Integrated circuit memory devices can be volatile or non-volatile memory devices. In a volatile memory device, for example, a dynamic random access memory (DRAM) and a synchronous random access memory (SRAM), data may be lost when power is cut off. In a non-volatile memory device, for example, a flash memory, data is retained when power is cut off.
Typically, flash memory cells have a gate pattern that includes a gate insulating layer, a floating gate, a dielectric layer and a control gate that are sequentially stacked on a substrate. The flash memory cells may use tunneling to program and/or erase data therein. When a tunnel is present in the gate insulating layer an operating voltage that is higher than a power supply voltage may be necessary. Accordingly, conventional flash memory devices may include a booster that enables the flash memory device to apply enough voltage to program and/or erase data.
Recently, a new-type of non-volatile memory device, for example, a phase changeable memory device, has been proposed to replace or supplement existing non-volatile memory devices. Referring now to FIG. 1, an equivalent circuit diagram of a unit cell of conventional phase changeable memory devices will be discussed. As illustrated in FIG. 1, the phase changeable memory cell includes an access transistor Ta and a variable resistor C. The variable resistor C includes a lower electrode, an upper electrode and a phase changeable material layer disposed therebetween.

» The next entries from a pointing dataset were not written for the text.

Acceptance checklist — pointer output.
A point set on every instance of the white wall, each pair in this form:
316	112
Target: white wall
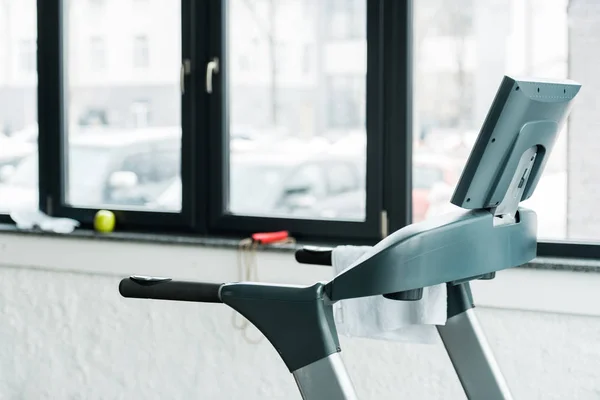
65	333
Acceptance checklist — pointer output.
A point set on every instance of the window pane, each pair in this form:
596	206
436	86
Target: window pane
461	51
297	112
124	114
18	106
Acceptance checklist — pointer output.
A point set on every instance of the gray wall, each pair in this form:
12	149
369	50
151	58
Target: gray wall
584	128
67	334
18	107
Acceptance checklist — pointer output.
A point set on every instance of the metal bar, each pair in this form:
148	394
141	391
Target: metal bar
326	379
472	358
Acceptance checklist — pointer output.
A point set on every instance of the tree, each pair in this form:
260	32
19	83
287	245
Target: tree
268	30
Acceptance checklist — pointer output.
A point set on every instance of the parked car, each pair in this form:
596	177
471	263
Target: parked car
280	184
105	170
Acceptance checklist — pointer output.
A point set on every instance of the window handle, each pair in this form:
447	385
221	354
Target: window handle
211	68
186	69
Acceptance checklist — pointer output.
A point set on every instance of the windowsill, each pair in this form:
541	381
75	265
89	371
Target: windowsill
543	263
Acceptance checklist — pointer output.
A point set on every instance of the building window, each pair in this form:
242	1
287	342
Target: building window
141	53
345	101
307	53
346	19
140	113
97	53
27	59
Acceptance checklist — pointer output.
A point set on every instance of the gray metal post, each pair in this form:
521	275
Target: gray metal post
472	358
326	379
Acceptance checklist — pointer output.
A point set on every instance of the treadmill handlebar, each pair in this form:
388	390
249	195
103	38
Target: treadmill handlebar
148	287
314	255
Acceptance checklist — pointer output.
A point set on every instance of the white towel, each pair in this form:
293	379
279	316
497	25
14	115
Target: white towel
379	318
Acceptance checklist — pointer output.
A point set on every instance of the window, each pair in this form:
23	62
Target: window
346	19
18	110
97	54
141	52
297	121
345	99
140	113
27	56
323	125
117	153
307	55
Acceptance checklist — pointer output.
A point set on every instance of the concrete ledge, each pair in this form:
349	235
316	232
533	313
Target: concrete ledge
553	286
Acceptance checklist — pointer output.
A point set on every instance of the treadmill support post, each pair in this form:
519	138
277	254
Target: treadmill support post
467	347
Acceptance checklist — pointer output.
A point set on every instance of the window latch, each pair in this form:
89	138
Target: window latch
211	68
186	69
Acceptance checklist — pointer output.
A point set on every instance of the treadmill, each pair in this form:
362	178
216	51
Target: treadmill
490	233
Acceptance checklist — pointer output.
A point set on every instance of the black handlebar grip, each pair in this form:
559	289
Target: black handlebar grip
147	287
314	255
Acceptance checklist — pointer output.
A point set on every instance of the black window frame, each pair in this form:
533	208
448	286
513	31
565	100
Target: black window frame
389	96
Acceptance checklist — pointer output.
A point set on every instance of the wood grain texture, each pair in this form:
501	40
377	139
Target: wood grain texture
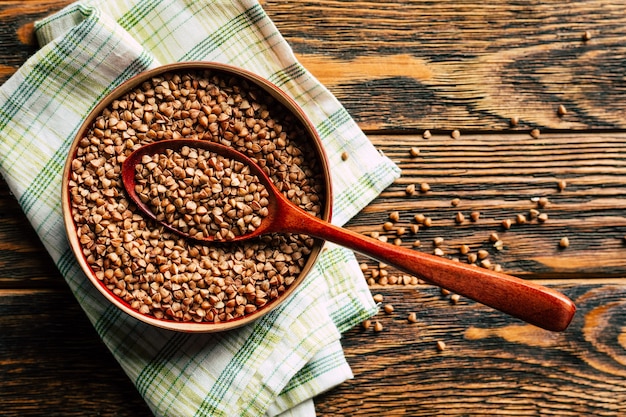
399	65
491	365
500	176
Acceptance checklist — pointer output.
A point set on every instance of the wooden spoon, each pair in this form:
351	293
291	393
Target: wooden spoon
525	300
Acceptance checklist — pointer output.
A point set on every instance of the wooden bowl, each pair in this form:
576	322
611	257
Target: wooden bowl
107	233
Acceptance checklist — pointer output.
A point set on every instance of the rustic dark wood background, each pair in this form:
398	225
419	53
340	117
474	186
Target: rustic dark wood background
400	68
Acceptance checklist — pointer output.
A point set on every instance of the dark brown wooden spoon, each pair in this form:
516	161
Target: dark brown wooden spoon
525	300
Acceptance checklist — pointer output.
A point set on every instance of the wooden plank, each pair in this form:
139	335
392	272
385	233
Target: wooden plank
437	65
464	64
501	176
496	175
492	364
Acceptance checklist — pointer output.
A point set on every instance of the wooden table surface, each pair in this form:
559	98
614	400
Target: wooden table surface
400	68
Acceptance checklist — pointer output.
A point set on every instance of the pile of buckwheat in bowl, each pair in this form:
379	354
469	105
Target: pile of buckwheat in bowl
154	274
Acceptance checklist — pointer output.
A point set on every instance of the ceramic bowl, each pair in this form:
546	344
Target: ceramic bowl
126	256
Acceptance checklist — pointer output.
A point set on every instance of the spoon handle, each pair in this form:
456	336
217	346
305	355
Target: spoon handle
528	301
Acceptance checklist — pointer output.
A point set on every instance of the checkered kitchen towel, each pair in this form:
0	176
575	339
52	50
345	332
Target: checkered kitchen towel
273	366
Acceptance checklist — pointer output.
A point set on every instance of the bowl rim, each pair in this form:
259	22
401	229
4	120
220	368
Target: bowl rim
125	87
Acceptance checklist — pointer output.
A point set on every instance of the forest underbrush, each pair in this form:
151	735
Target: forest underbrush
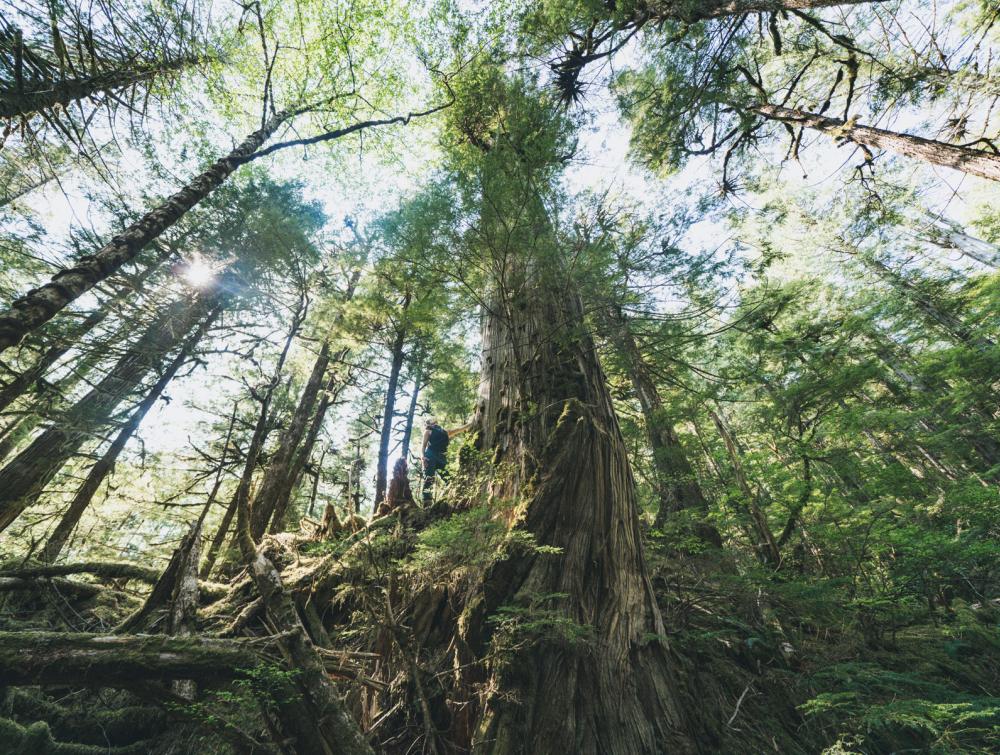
783	663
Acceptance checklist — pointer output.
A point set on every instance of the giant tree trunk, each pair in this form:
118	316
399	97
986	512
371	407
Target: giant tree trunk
546	414
677	483
26	475
106	464
973	161
396	366
40	96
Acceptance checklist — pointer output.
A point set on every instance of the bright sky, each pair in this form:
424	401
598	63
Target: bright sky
368	187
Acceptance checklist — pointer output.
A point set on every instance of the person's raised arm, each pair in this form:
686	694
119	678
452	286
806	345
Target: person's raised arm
459	430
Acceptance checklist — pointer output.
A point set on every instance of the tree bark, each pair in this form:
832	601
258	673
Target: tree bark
547	416
32	658
396	366
318	722
47	95
704	10
329	396
12	390
100	471
411	413
278	478
767	545
965	159
677	483
26	475
41	304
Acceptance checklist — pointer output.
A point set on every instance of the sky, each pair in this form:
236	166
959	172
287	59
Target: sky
365	186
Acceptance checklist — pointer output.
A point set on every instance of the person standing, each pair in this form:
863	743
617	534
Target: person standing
435	452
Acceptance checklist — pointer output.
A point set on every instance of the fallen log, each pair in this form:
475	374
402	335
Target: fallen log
103	570
40	658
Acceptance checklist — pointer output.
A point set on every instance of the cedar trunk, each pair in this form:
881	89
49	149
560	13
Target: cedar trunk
396	366
547	416
278	479
677	484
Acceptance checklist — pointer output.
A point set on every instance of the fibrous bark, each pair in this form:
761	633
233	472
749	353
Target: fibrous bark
564	455
389	413
677	484
46	95
277	484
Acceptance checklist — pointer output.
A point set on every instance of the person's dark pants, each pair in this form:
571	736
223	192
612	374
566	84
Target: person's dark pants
433	465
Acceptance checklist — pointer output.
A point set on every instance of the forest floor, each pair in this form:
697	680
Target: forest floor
769	666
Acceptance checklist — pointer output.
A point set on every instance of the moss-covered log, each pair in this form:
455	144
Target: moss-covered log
32	658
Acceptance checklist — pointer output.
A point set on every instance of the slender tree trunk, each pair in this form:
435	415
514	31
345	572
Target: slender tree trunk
945	235
278	478
12	390
242	495
382	468
41	304
293	453
677	483
25	476
100	471
319	723
767	545
411	413
547	417
329	396
923	302
46	95
965	159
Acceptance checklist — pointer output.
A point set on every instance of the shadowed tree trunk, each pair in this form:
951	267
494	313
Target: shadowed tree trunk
260	432
382	468
962	158
271	501
411	412
278	479
12	390
37	96
106	464
547	417
677	484
26	475
329	396
766	545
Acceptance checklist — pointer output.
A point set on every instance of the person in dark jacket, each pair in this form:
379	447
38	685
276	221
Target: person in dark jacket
435	451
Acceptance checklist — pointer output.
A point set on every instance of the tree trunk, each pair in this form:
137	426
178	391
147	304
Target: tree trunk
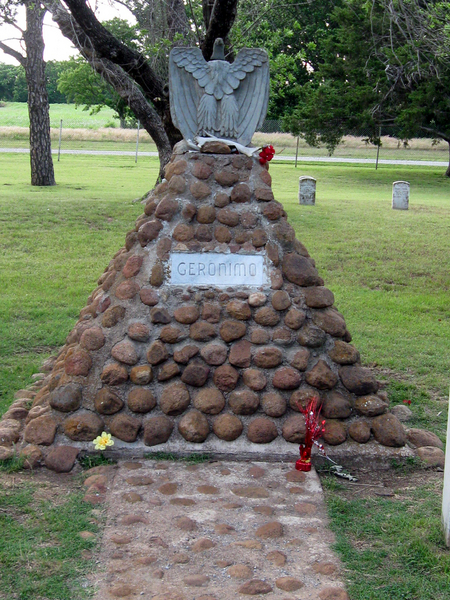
447	172
40	147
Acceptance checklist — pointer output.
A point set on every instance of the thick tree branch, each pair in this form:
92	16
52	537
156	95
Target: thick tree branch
118	79
222	17
7	50
108	46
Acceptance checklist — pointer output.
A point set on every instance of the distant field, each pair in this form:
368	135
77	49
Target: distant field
100	131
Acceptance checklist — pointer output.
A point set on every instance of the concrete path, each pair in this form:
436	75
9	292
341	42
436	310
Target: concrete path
325	159
213	531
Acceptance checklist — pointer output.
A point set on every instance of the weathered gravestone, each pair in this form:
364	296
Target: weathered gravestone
400	195
307	190
446	492
211	327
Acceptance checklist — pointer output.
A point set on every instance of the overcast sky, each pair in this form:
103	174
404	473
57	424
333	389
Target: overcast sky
57	47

The upper electrode of the variable resistor C is connected to a plate electrode PL. The access transistor Ta includes a source region, a drain region and a gate electrode. The source region is connected to the lower electrode of the variable resistor C and the drain region is spaced apart from the source region. The gate electrode of the access transistor Ta is located over a channel region between the source and drain regions. The gate electrode and drain region of the access transistor Ta are connected to a word line WL and a bit line BL, respectively. Accordingly, the equivalent circuit diagram of the phase changeable memory device is similar to that of a DRAM cell. However, properties of the phase changeable material layer are different from a dielectric layer used in a DRAM cell. For example, the phase changeable material layer may have two stable states based on a temperature.
Referring now to FIG. 2, a graph illustrating steps of programming and erasing the phase changeable memory cell will be discussed. The “X” axis represents a time T and the “Y” axis represents a temperature TMP of the phase changeable material layer. As illustrated in FIG. 2, when the phase changeable material layer is heated at a temperature higher than a melting temperature Tm for a first duration T1 and cooled, the phase changeable material layer changes into an amorphous state (curve 1). However, when the phase changeable material layer is heated at a temperature between the melting temperature Tm and a crystallization temperature Tc for a period between the first duration T1 and a second duration T2 and cooled, the phase changeable material layer changes into a crystalline state (curve 2). The second duration T2 is typically longer than the first duration Ti. In this case, a resistivity of the phase changeable material layer in the amorphous state is typically larger than that in the crystalline state. Thus, by detection of an amount of current flowing through the phase material layer during a read cycle, it may be unable to discriminate between data having a value of “0” and data having a value of “1” stored in the phase changeable memory cell. The phase changeable material layer generally includes a compound material layer such as germanium (Ge), tellurium (Te) and antimony (Sb) (GTS).
Referring now to FIG. 3, a plan view illustrating a portion of a cell array of conventional phase changeable memory devices will be discussed. As illustrated in FIG. 3, a plurality of active regions 10 are two-dimensionally disposed on an integrated circuit substrate. A plurality of gate lines 20 are disposed crossing over the active regions 10. The gate lines 20 correspond to word lines. The active regions 10 are disposed beneath a plurality of gate lines 20, for example, two gate lines 20. As illustrated, the active regions 10 are divided into three regions by the plurality of gate lines 20. A portion of the active region 10 between the plurality of gate lines 20 may correspond to a common drain region 11. Portions of the active region 10 on either side of the common drain region 11 may correspond to source regions 12 and 13. The common drain region 11, one of the source regions 12 and 13 and the gate line 20 provide a transistor. In other words, each active region 10 includes two unit cells.
The common drain region 11 is electrically connected to bit line 30 through bit line contact hole 25. A plurality of bit lines 30 cross over the gate lines 20. A phase changeable material pattern 40 is disposed over the source region. The phase changeable material pattern 40 is electrically connected to the source regions 12 and 13 under the phase changeable material pattern 40, through a heater plug (not shown) in a contact hole 35. The phase changeable material pattern 40 is electrically connected to the plate electrode (not shown) over the phase changeable memory device.
The phase changeable material pattern 40 may be formed of GTS and the heater plug may be formed of titanium nitride (TiN). To program desired data into the phase changeable pattern 40, the density of current flowing through the heater plug may be increased. Thus, a diameter of the heater plug may be decreased and a channel width A of the transistor may be increased to provide increased current to the heater plug. Accordingly, an area B of a cell or cells may be increased to accommodate the needed increased current capacity of the transistor. Accordingly, improved phase changeable integrated circuit devices may be desired.